The Stage Where Craft Becomes Cosmos
Each year, Wellington’s World of WearableArt (WOW) transforms fabric, resin, and latex into something closer to theater than clothing. In 2025, the competition once again blurred the fragile line between costume and sculpture, myth and machinery. Eighty-five finalists from 17 countries competed for over $200,000 NZD in prizes, but the real currency here is astonishment.

WOW is no mere runway. It is a cathedral of spectacle where designers conjure entire worlds—cultural, spiritual, ecological—and then let them walk, shimmer, and breathe before an audience.

The Supreme Award: Spirits in Latex
This year’s WOW Supreme Award went to U.S.-based duo Dawn Mostow and Ben Gould for Tsukumogami, a vision that feels equal parts myth and monument. Inspired by Japanese folklore, where everyday objects acquire spirits after a century of use, the work reimagines the human body as a sacred vessel.

Two performers, lacquered in blue-and-white latex, resemble towering porcelain vases. Their heads sprout ikebana arrangements, flowers reaching outward as though carrying whispers from another realm. The piece fuses Japanese craft traditions with the sculptural rigor of contemporary design, turning latex into something that vibrates with history.
Mostow, who lived in Japan, channels lived experience rather than surface exoticism. Tsukumogami is not costume-as-decoration—it is costume-as-invocation, a spirit conjured on stage.

The Runner-Up: A Medusa of the Deep
Second place went to Fifi Colston for Meine Erste Liebe (“My First Love”), a marine phantasm where the body dissolves into jellyfish forms. The performer becomes an aquatic Medusa, with a globular headdress and a bell-like skirt glowing with delicate tendrils.

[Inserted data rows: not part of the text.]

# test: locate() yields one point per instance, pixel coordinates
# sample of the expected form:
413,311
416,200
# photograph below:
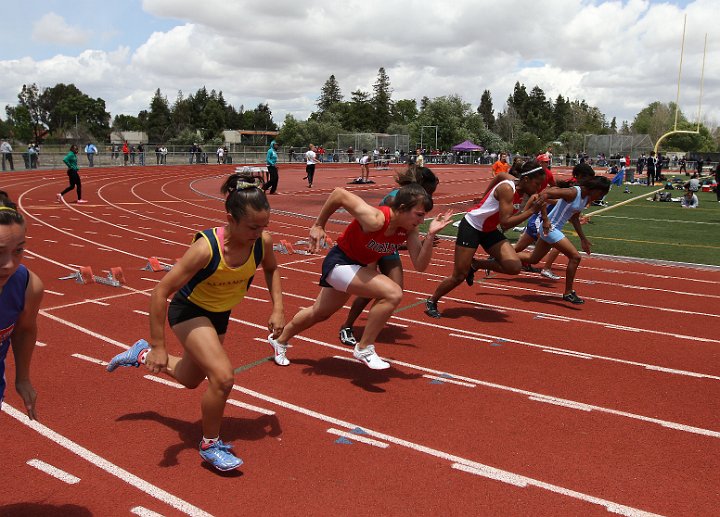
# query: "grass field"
647,229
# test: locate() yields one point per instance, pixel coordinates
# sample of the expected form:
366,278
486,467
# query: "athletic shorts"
390,258
469,237
553,237
531,228
338,269
181,309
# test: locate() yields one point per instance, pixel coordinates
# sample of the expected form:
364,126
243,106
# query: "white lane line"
90,359
358,438
96,302
574,320
546,347
449,380
109,467
474,338
617,508
144,512
250,407
166,382
562,402
523,482
569,354
54,471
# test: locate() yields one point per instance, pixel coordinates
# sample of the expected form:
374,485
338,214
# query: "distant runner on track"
21,292
350,266
208,281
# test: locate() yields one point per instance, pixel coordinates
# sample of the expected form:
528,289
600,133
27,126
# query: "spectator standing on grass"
651,164
310,161
6,151
70,161
90,152
690,200
271,162
21,292
211,278
501,165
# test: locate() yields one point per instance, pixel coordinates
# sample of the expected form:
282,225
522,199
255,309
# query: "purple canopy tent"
467,147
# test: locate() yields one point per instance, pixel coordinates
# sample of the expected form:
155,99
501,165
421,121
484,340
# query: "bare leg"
506,260
566,248
461,266
204,357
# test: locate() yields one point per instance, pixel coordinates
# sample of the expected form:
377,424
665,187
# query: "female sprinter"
350,266
571,201
479,227
208,281
389,265
20,294
580,172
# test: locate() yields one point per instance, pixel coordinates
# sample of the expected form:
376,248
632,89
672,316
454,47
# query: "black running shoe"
431,309
346,337
470,278
573,298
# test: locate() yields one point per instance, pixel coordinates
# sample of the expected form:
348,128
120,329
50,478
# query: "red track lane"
612,403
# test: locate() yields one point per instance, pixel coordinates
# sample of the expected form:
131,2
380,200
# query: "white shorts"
341,276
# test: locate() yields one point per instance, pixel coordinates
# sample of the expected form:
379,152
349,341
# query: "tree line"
528,122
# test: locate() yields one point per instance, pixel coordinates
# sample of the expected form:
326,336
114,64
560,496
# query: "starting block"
154,265
286,248
84,275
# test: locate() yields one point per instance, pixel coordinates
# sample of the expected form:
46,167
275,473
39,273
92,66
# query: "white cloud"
618,56
52,28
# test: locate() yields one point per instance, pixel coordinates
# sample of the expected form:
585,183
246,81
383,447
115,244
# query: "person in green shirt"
73,175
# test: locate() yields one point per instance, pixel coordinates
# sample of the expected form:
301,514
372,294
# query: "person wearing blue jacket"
271,162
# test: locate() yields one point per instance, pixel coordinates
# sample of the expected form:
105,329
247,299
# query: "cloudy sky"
617,55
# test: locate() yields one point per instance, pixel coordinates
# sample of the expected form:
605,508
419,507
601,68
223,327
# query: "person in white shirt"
310,161
90,151
6,151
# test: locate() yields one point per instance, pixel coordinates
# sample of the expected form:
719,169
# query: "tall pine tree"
330,95
381,102
486,110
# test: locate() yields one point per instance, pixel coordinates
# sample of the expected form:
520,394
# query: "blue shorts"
553,237
531,228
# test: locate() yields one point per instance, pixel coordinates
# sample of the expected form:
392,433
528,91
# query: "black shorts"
181,309
335,257
469,237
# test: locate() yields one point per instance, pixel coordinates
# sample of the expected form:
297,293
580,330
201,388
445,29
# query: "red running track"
514,403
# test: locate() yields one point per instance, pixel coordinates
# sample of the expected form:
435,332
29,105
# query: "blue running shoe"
219,456
129,357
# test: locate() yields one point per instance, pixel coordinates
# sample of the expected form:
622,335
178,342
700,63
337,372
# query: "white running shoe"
549,274
370,358
280,351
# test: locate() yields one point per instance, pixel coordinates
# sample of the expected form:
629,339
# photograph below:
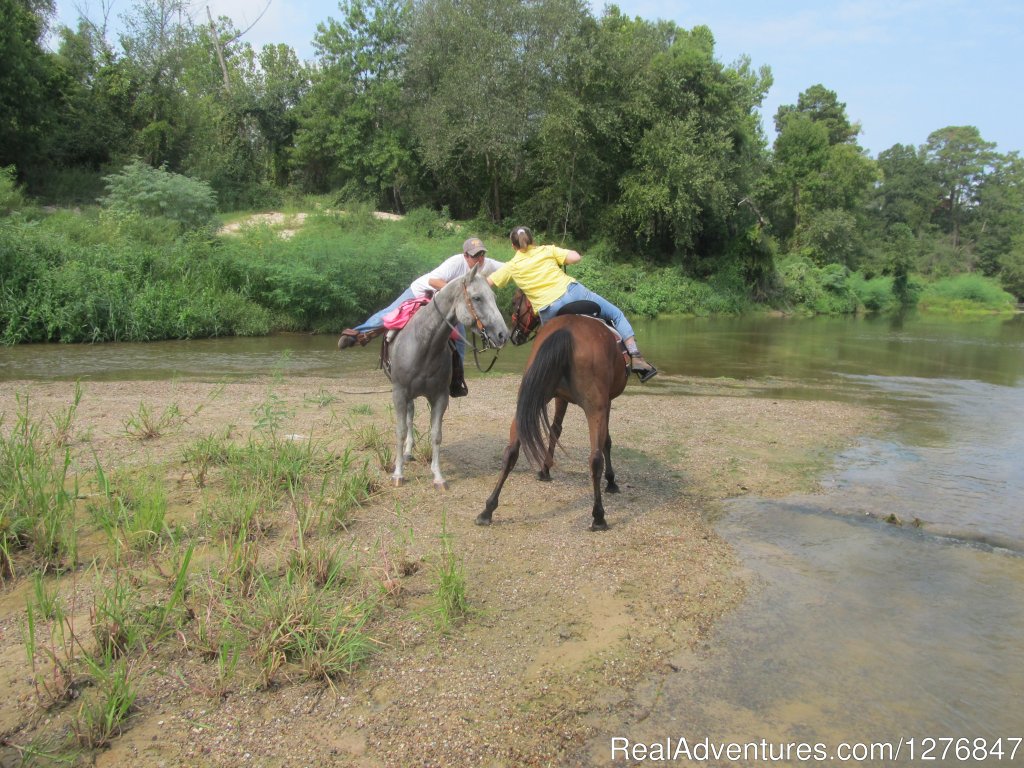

The piece is equal parts menace and tenderness, a reminder that the ocean’s creatures, luminous and strange, are both beautiful and perilous. Colston’s work reads as a love letter to the sea and a warning of its fragility—ornament and omen entwined.

A Global Tapestry of Narratives
Beyond the top prizes, WOW 2025 staged a planetary dialogue. Designers drew from folklore, climate anxieties, and the pulse of contemporary craft. The show demonstrated how wearable art has become a language of its own: garments as essays, silhouettes as poetry.
Here, fashion is not seasonal but eternal. It pulls equally from myth, biology, and technology, daring to ask what it means for a body to be both human and more-than-human.

Why WOW Still Matters
In a cultural moment oversaturated with “content,” WOW reaffirms the power of embodied spectacle. It proves that costume is not trivial but radical—an alchemy of material and imagination that can resurrect forgotten myths and invent new ones.

Editor’s Choice
The 2025 edition reminds us that wearable art is not about adornment. It is about transformation. To wear these creations is to inhabit another world, if only for a moment—to live inside a metaphor that has taken on flesh and breath.